6 Sandwich estimators
For robust covariances of vector data. AKA Heteroskedasticity-consistent covariance estimators. Incorporating Eicker-Huber-White sandwich estimator, Andrews kernel HAC estimator, Newey-West and others. For an intro see Achim Zeileis, Open-Source Econometric Computing in R.
7 Incoming
- Basic inference using Inverse Wishart by having a basic “process model” that increases uncertainty of the covariance estimate.

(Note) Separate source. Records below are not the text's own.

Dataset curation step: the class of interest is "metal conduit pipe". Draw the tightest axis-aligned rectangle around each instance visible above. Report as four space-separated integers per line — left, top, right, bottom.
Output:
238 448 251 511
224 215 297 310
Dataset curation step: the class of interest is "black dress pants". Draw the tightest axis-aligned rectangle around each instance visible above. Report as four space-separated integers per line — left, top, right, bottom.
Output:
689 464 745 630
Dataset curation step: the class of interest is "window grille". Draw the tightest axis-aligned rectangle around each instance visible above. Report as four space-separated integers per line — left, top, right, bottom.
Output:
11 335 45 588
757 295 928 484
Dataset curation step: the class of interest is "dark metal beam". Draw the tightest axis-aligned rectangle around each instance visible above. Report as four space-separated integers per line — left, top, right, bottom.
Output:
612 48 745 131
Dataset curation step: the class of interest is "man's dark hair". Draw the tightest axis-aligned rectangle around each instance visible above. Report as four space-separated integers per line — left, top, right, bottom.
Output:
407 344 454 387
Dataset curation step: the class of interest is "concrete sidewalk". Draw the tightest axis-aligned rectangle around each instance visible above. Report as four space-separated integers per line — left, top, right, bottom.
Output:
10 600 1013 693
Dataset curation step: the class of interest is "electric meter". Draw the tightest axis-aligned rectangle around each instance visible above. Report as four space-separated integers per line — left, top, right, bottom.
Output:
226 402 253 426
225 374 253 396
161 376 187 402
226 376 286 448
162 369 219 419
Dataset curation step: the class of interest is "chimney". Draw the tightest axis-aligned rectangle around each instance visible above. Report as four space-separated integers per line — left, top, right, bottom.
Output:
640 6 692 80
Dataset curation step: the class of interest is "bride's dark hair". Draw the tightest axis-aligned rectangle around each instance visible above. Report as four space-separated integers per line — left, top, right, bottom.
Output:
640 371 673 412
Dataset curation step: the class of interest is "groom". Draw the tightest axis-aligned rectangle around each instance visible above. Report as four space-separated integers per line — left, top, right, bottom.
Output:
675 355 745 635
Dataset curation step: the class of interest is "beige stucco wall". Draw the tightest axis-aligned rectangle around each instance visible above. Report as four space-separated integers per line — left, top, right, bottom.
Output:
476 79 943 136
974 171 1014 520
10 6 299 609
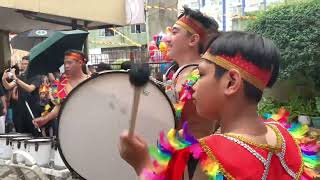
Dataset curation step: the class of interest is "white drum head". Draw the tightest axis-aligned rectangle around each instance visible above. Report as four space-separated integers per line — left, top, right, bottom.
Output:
58 71 175 179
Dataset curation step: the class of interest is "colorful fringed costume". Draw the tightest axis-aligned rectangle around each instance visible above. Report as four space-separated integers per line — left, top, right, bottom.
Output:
51 75 69 105
264 108 320 179
142 110 319 179
164 67 200 124
174 69 200 121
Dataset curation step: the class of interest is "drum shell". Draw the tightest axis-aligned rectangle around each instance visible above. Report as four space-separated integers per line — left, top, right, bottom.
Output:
24 138 53 166
10 136 32 163
51 140 66 169
0 134 31 160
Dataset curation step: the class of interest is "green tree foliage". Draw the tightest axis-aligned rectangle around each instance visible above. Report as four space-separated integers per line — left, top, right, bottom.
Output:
246 0 320 89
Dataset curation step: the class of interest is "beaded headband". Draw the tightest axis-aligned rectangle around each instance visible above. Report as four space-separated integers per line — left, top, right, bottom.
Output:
175 16 206 40
202 51 272 90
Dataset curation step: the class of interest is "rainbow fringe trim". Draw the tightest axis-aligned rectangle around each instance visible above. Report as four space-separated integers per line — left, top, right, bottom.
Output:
142 122 225 180
51 76 68 105
264 108 320 178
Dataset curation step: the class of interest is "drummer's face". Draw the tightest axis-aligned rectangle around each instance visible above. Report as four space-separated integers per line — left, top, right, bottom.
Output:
64 58 82 76
192 60 223 119
166 25 193 60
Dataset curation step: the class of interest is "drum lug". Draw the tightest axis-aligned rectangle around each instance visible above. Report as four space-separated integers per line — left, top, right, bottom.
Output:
17 141 21 149
6 138 9 145
35 142 39 151
24 141 27 149
54 140 59 150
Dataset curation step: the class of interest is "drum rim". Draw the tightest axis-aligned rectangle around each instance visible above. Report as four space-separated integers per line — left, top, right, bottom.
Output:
0 133 32 138
56 71 178 179
11 137 33 141
24 137 52 144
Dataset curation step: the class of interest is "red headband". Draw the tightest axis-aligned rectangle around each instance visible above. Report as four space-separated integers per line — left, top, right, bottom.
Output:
65 52 85 63
202 52 272 90
175 16 206 39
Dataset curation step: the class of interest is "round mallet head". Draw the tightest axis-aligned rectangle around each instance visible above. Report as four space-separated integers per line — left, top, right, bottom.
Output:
129 63 150 87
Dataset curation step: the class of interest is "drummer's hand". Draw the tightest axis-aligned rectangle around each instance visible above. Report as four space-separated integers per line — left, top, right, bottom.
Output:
10 68 17 80
32 117 48 128
119 130 151 175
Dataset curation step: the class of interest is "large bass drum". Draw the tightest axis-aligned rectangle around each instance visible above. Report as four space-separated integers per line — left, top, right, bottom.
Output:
57 71 175 179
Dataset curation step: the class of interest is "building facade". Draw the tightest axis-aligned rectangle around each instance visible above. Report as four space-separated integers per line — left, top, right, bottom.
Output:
88 0 178 65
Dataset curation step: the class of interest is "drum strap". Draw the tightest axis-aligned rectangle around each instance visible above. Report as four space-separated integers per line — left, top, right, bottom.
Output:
187 154 199 179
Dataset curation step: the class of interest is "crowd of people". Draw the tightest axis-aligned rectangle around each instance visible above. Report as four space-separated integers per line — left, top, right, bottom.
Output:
0 5 317 179
0 52 127 137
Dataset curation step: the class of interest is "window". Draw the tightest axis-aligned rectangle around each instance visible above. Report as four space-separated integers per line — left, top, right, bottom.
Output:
105 29 115 36
98 29 105 36
98 28 115 37
202 0 205 7
131 24 146 34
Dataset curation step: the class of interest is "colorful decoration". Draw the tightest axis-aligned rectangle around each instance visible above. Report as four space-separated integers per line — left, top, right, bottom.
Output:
142 122 225 180
175 69 200 120
143 107 319 179
41 104 52 117
148 29 171 62
264 108 320 179
159 63 172 75
39 84 50 95
141 68 225 179
51 75 68 105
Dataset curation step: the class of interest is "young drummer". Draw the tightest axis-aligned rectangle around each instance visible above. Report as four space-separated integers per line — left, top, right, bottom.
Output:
163 7 220 138
120 32 311 179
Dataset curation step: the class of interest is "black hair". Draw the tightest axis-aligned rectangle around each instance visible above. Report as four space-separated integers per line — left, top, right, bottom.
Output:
178 6 220 53
22 56 29 61
208 31 280 103
96 62 112 72
64 49 87 63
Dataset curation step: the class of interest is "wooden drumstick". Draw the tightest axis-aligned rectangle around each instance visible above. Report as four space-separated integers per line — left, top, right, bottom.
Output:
25 101 41 132
128 63 150 137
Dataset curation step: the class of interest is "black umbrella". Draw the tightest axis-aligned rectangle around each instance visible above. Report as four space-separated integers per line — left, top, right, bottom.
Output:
27 30 89 78
10 29 55 51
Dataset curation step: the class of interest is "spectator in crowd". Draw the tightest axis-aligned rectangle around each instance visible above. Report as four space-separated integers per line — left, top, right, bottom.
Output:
2 56 42 135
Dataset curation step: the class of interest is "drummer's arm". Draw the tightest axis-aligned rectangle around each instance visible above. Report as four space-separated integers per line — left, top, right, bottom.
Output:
2 80 16 90
41 105 60 123
14 77 36 93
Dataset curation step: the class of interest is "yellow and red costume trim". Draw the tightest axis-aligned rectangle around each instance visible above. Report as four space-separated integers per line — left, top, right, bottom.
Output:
142 110 314 180
202 52 272 90
141 122 227 180
175 16 207 40
264 109 320 179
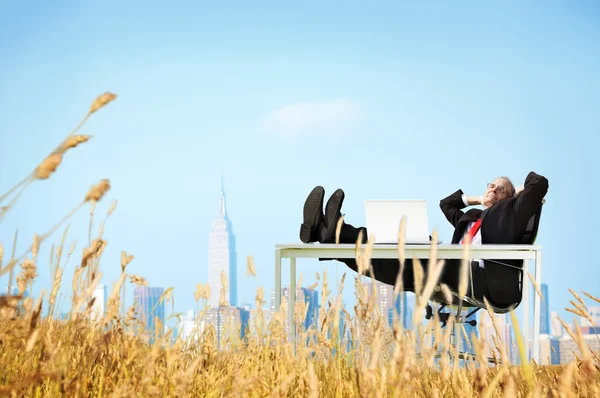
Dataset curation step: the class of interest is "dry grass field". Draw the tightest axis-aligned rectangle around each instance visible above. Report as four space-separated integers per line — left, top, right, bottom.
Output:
0 93 598 397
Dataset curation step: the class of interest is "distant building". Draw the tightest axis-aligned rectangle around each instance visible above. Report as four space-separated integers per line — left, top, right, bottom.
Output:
180 309 204 343
91 284 107 322
4 286 18 295
207 178 238 308
361 280 394 321
580 306 600 332
550 311 562 337
271 286 320 335
558 334 600 364
580 326 600 334
540 284 550 334
479 312 511 362
303 288 320 331
2 286 29 315
204 306 250 349
388 291 414 333
539 334 561 365
243 307 273 340
133 286 165 341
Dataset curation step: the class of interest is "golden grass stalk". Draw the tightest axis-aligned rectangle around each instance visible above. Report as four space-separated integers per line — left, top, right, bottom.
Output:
246 255 257 277
413 255 445 326
335 215 344 245
1 92 113 224
509 310 534 391
219 271 229 307
481 366 508 398
582 290 600 305
1 179 110 281
569 288 587 309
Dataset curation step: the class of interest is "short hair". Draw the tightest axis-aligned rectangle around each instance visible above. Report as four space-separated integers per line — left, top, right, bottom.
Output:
496 176 515 197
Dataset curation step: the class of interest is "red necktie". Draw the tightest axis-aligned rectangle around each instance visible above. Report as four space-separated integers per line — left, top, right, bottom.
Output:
462 218 482 244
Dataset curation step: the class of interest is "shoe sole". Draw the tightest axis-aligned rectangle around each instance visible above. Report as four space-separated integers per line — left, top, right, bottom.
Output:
321 189 345 242
299 186 325 243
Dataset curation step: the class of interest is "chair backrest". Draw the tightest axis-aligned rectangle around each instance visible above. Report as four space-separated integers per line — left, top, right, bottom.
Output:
428 202 545 312
520 203 543 245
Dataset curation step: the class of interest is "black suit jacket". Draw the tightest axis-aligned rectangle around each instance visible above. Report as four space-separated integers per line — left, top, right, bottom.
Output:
439 171 549 305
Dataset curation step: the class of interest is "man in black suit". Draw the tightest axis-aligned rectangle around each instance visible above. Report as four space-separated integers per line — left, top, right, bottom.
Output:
299 171 549 307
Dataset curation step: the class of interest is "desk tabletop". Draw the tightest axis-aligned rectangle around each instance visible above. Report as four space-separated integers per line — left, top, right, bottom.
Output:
275 243 541 251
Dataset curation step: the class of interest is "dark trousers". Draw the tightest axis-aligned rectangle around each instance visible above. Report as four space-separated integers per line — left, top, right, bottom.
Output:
330 222 494 305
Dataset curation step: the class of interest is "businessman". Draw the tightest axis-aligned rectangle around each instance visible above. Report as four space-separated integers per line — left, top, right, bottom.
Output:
299 172 549 307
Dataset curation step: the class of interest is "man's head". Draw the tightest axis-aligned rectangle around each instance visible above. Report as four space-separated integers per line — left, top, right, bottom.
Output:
482 176 515 208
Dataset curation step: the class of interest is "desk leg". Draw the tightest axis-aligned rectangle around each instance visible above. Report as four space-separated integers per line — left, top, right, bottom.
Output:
533 250 542 364
290 257 297 350
275 249 282 311
522 260 530 363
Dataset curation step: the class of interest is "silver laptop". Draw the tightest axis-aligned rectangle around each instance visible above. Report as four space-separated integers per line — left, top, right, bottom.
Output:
364 200 433 244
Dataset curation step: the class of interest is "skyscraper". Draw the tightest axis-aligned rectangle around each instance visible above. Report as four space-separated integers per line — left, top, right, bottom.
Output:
204 306 250 349
302 287 319 331
540 283 550 334
91 284 107 322
361 280 395 320
208 177 238 307
133 286 165 340
389 291 413 330
272 286 320 335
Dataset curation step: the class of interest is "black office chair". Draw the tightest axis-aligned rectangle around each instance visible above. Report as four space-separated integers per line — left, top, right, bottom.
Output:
423 203 544 364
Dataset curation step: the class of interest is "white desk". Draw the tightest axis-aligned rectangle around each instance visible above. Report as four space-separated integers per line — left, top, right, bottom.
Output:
274 243 542 364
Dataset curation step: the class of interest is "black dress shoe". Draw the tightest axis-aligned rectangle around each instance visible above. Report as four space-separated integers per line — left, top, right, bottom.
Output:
320 188 345 243
299 186 325 243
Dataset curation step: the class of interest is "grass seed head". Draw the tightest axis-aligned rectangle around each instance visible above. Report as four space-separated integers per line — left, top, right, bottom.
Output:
246 255 257 277
255 286 264 308
89 92 117 114
20 259 37 280
60 135 90 152
35 153 63 180
108 199 117 216
85 179 111 202
121 251 134 272
129 275 148 287
195 283 210 302
81 238 104 268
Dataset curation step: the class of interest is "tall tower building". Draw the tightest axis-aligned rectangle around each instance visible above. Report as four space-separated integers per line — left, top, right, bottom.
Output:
133 286 165 341
540 283 550 334
208 177 238 307
389 291 413 330
91 284 107 322
361 280 395 320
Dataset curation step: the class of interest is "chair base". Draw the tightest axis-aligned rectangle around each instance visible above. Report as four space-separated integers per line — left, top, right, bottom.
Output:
416 350 501 365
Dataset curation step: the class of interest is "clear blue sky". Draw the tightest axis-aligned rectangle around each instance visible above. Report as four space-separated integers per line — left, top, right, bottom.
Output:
1 1 599 329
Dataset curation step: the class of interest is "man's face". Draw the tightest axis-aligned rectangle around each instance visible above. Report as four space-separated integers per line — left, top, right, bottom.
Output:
482 178 512 208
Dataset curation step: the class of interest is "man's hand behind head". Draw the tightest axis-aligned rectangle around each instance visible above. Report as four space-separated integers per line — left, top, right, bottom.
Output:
515 185 524 196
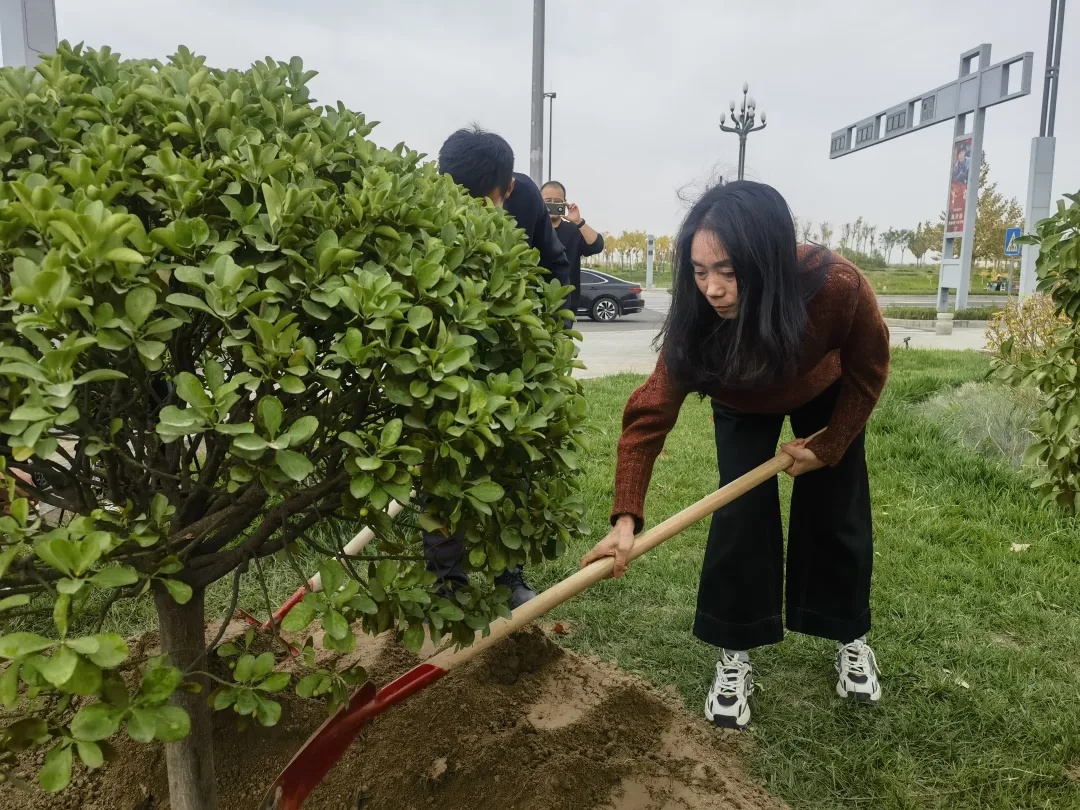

- general moment combination tricks
- John Cook’s comparison of standard deviation estimation tricks
8 Bounding by harmonic and arithmetic means
There are some known bounds for the univariate case. Wikipedia says, in Relations with the harmonic and arithmetic means that it has been shown (Mercer 2000) that for a sample \(\left\{y_i\right\}\) of positive real numbers, \[ \sigma_y^2 \leq 2 y_{\max }(A-H) \] where \(y_{\max }\) is the maximum of the sample, \(A\) is the arithmetic mean, \(H\) is the harmonic mean of the sample and \(\sigma_y^2\) is the (biased) variance of the sample. This bound has been improved, and it is known that variance is bounded by \[ \begin{gathered} \sigma_y^2 \leq \frac{y_{\max }(A-H)\left(y_{\max }-A\right)}{y_{\max }-H}, \\ \sigma_y^2 \geq \frac{y_{\min }(A-H)\left(A-y_{\min }\right)}{H-y_{\min }}, \end{gathered} \] where \(y_{\min }\) is the minimum of the sample (Sharma 2008).
Mond and Pec̆arić (1996) says
Let us define the arithmetic mean of \(A\) with weight \(w\) as \[ A_n(A ; w)=\sum_{i=1}^n w_i A_i \] and the harmonic mean of \(A\) with weight \(w\) as \[ H_n(A ; w)=\left(\sum_{i=1}^n w_i A_i^{-1}\right)^{-1} \] It is well known \([2,5]\) that \[ H_n(A ; w) \leqslant A_n(A ; w) \] Moreover, if \(A_{i j}(i, j=1, \ldots, n)\) are positive definite matrices from \(H_m\), then the following inequality is also valid [1]: \[ \frac{1}{n} \sum_{j=1}^n\left(\frac{1}{n} \sum_{i=1}^n A_{i j}^{-1}\right)^{-1} \leqslant\left[\frac{1}{n} \sum_{i=1}^n\left(\frac{1}{n} \sum_{j=1}^n A_{i j}\right)^{-1}\right]^{-1} \]
For multivariate covariance we are interested in the PSD matrix version of this.